Common Name:  Sweet flag grass

Light:  - Full sun to part shade

Soil:  Humus-rich, moist

Moisture:  Consistently moist to constantly wet

Blooms:  Insignificant summer blooms

Zones:  4 - 8, but varies by species

Looking for Acorus plants (sweet flag grass)? Check plant availability at Hallson Gardens by visiting our Acorus catalog page


Acorus calamus 'Variegatus'

Acorus gramineus 'Oborozuki'

Acorus Description and Cultural Information

Acorus calamus, sweet flag grass. 24 - 36". Acorus is a waterside rush with long, narrow, iris-like foliage. 'Variegatus' is variegated with cream stripes. The rhizomes are sweetly scented as are the leaves when crushed. Plants spread just below the surface but are not invasive and are easily moved if necessary. Insignificant little white flowers appear in summer, looking like little cattails. Zones 4 - 8.

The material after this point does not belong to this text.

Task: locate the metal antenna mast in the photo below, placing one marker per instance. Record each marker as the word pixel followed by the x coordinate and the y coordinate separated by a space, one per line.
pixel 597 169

Acorus gramineus, sweet flag grass. 8 - 12". This Acorus forms a small mound of fine foliage and is useful in a damp and boggy location. 'Oborozuki' is a yellow variegated cultivar and 'Ogon' is a solid yellow plant. They do not appear to be as hardy as A. calamus, generally growing best in zones 6 to 8.

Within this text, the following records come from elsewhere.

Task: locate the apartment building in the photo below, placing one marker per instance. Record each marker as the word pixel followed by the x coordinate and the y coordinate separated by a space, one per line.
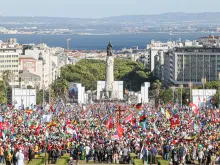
pixel 9 55
pixel 191 64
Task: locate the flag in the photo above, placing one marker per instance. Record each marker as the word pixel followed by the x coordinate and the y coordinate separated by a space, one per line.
pixel 115 136
pixel 167 114
pixel 51 109
pixel 28 111
pixel 174 111
pixel 109 124
pixel 120 131
pixel 75 135
pixel 69 130
pixel 129 118
pixel 162 110
pixel 142 118
pixel 46 137
pixel 196 127
pixel 46 118
pixel 143 125
pixel 37 130
pixel 174 121
pixel 155 128
pixel 194 108
pixel 139 106
pixel 51 124
pixel 67 122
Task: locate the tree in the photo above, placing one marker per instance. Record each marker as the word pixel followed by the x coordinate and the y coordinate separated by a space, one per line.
pixel 156 86
pixel 89 71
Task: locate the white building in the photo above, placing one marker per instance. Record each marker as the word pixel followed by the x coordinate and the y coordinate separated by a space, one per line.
pixel 9 55
pixel 118 86
pixel 42 61
pixel 145 92
pixel 191 64
pixel 202 98
pixel 154 48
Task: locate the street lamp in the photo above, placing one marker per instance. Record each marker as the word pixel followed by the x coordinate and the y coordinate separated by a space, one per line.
pixel 190 89
pixel 181 87
pixel 203 86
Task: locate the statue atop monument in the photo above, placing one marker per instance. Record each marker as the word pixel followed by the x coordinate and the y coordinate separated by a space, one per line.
pixel 109 49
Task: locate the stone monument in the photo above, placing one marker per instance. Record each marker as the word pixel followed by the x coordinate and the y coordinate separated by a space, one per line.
pixel 109 76
pixel 110 89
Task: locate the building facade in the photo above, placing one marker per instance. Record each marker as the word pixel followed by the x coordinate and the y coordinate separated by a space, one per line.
pixel 9 61
pixel 191 64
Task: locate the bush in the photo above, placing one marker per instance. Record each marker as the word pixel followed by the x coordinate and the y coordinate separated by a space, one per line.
pixel 163 162
pixel 138 162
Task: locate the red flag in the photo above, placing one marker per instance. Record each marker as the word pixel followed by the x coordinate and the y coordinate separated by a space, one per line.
pixel 109 124
pixel 129 118
pixel 194 108
pixel 139 106
pixel 213 114
pixel 174 120
pixel 37 131
pixel 67 122
pixel 120 131
pixel 51 109
pixel 171 103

How to grow:  Plant sweet flag grass in full to part shade in average to rich soil at stream and pond edges, or in damp and boggy ground and will even tolerate being slightly under water. However, they do surprisingly well in the moist, well-drained perennial garden and simply tend to grow slightly shorter than their potential. The sweet scented rhizomes, which look very similar to Louisiana iris, should be planted horizontally just below soil level. Division is best done in spring to give the rhizomes time to establish before winter as frost heaving can be a concern in very cold zones.

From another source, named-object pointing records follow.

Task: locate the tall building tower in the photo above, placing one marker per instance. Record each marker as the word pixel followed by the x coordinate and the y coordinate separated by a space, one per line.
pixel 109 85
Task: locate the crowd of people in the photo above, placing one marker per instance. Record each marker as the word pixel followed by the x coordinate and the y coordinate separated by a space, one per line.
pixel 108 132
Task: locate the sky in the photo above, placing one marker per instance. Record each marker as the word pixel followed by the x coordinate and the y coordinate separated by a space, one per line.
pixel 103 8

Landscape uses:  Use Acorus as a marginal plant along streams, ponds, lakes or in tubs. Combine it with other water loving plants such as Rodgersia, yellow flag iris (Iris pseudacorus), Iris versicolor, Lobelia, and cattails. At the same time it also does well in almost any location with good soil and occasional moisture so use it as a vertical accent in the perennial garden.